Diamond Triumph also announced today that it consummated the recapitalization transactions contemplated by the previously announced Recapitalization Agreement, dated as of August 17, 2005 (the “Recapitalization Agreement”), among Diamond Triumph, Mr. Levine, and Green Equity Investors II, L.P., Diamond Triumph’s majority stockholder (”GEI”), pursuant to which (i) Diamond Triumph exchanged an aggregate of 1,750,000 shares of its Common Stock, par value $0.01 per share (the “Common Stock”), for all of its outstanding 12% Senior Redeemable Cumulative Preferred Stock, par value $0.01 per share, held by each of GEI and Mr. Levine, (ii) Diamond Triumph sold 833,333 shares of its Common Stock to Mr. Levine at a purchase price of $15.00 per share, and (iii) Mr. Levine purchased 500,000 shares of Diamond Triumph’s Common Stock from GEI at a purchase price of $15.00 per share. After giving effect to these transactions, Mr. Levine now owns approximately 52% of Diamond Triumph’s outstanding Common Stock and GEI owns approximately 46% of Diamond Triumph’s outstanding Common Stock.
The transactions contemplated by the Recapitalization Agreement were subject to the satisfaction of certain closing conditions, including, but not limited to, Diamond Triumph accepting Notes for purchase in the Offer, obtaining the Requisite Consents to the Amendment in the Consent Solicitation, and Diamond Triumph, Mr. Levine and GEI entering into an Amended and Restated Stockholders Agreement pursuant to which, subject to certain conditions, adjustments and limitations, (i) GEI has the right to put up to 238,571 shares of Diamond Triumph’s Common Stock per year to Mr. Levine commencing in respect of the fiscal year ending December 31, 2006 at a purchase price of $21.50 per share until such time as GEI no longer owns shares of Diamond Triumph’s Common Stock and (ii) Mr. Levine has the right to call up to 477,142 shares of Diamond Triumph’s Common Stock per year from GEI commencing in respect of the fiscal year ending December 31, 2006 at a purchase price of $21.50 per share until such time as GEI no longer owns shares of Diamond Triumph’s Common Stock.
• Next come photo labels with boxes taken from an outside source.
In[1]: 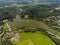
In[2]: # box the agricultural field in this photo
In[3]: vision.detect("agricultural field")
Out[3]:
[16,32,55,45]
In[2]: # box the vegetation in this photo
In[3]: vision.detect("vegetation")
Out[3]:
[16,32,55,45]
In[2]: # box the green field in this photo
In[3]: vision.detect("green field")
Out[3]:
[16,32,55,45]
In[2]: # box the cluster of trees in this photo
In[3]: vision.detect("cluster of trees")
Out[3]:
[21,5,60,19]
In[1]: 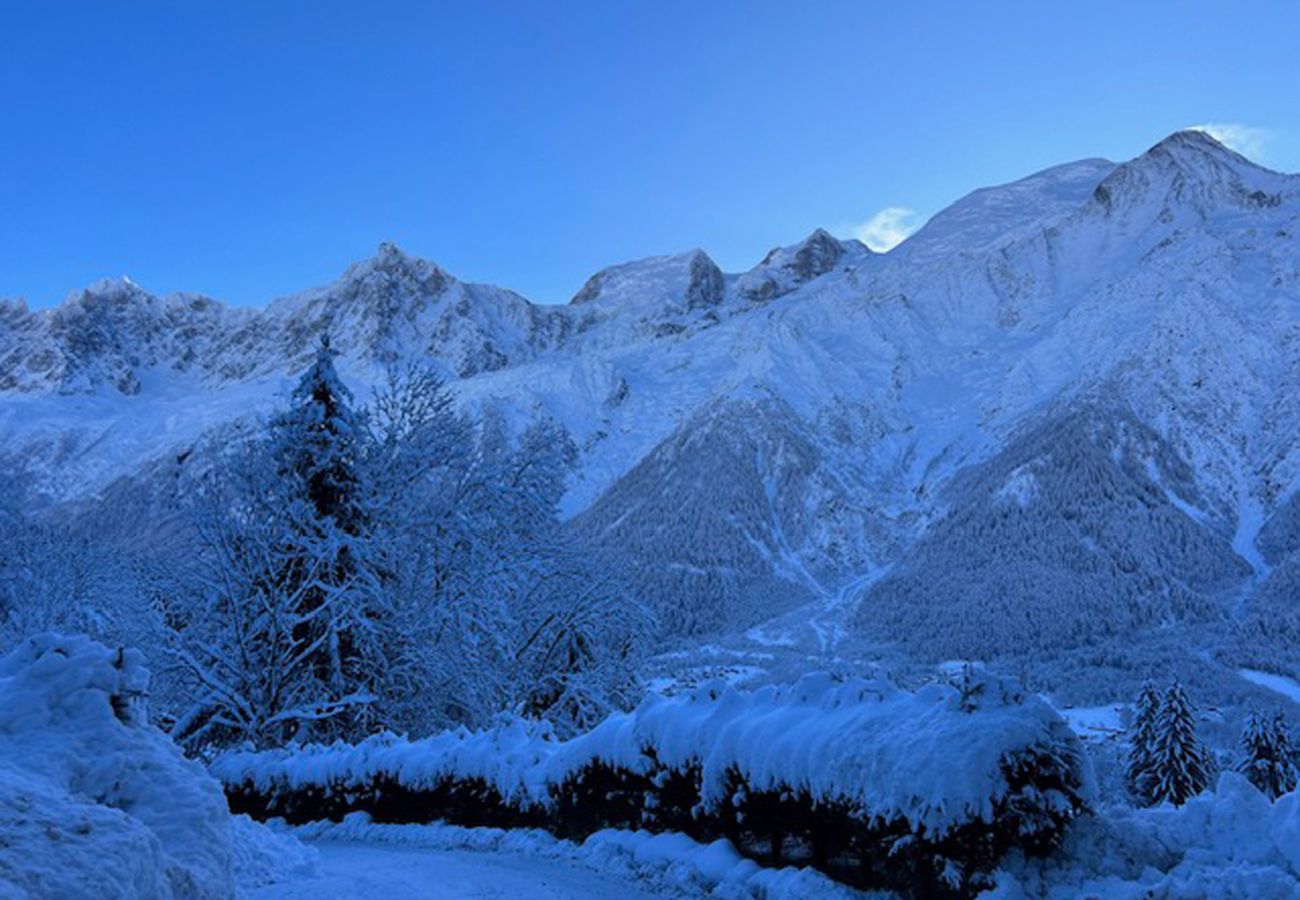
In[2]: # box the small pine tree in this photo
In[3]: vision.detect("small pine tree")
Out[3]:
[1152,680,1213,806]
[1236,710,1296,800]
[1125,679,1160,806]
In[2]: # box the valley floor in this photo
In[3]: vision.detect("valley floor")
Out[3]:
[244,840,679,900]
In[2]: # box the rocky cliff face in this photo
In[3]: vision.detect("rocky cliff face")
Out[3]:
[0,133,1300,647]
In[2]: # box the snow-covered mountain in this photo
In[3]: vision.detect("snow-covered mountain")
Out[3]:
[0,131,1300,655]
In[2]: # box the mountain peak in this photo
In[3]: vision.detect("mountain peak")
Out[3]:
[569,248,725,310]
[1093,129,1295,224]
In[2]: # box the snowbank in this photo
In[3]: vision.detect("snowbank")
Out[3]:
[212,675,1092,890]
[988,773,1300,900]
[0,635,313,900]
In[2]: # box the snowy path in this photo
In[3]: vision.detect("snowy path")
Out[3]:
[246,840,670,900]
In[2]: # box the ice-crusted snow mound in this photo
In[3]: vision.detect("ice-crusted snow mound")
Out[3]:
[212,674,1092,835]
[0,633,309,900]
[987,773,1300,900]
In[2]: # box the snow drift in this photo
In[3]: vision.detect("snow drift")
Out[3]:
[0,633,311,900]
[212,675,1092,891]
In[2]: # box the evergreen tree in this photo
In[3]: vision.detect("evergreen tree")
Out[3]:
[1125,679,1160,806]
[1151,680,1213,806]
[270,334,387,735]
[1238,710,1296,800]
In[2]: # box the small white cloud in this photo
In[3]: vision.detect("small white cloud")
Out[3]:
[852,207,920,254]
[1190,122,1273,157]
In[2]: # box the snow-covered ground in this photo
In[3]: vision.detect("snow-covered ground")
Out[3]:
[244,840,672,900]
[244,814,880,900]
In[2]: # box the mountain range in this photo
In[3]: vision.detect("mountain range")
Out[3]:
[0,131,1300,697]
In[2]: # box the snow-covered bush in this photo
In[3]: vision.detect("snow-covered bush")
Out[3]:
[212,675,1092,892]
[0,633,234,900]
[988,773,1300,900]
Diamond Triumph is a leading provider of automotive glass replacement and repair services in the United States. At June 30, 2005, it operated a network of 240 automotive glass service centers, approximately 1,000 mobile installation vehicles and five distribution centers in 44 states. Diamond Triumph serves all of its customers’ automotive glass replacement and repair
needs, offering windshields, tempered glass and other related products.
This press release contains “forward-looking statements” within the meaning of the federal securities laws. The forward-looking statements in this press release involve risks and uncertainties which could cause actual results to differ from those expressed in or implied by the statements contained herein. Additional information concerning potential factors that could affect Diamond Triumph’s future results is included under the caption “Factors Affecting Future Performance” in Item 1 of Diamond Triumph’s annual report on Form 10-K for the fiscal year ended December 31, 2004.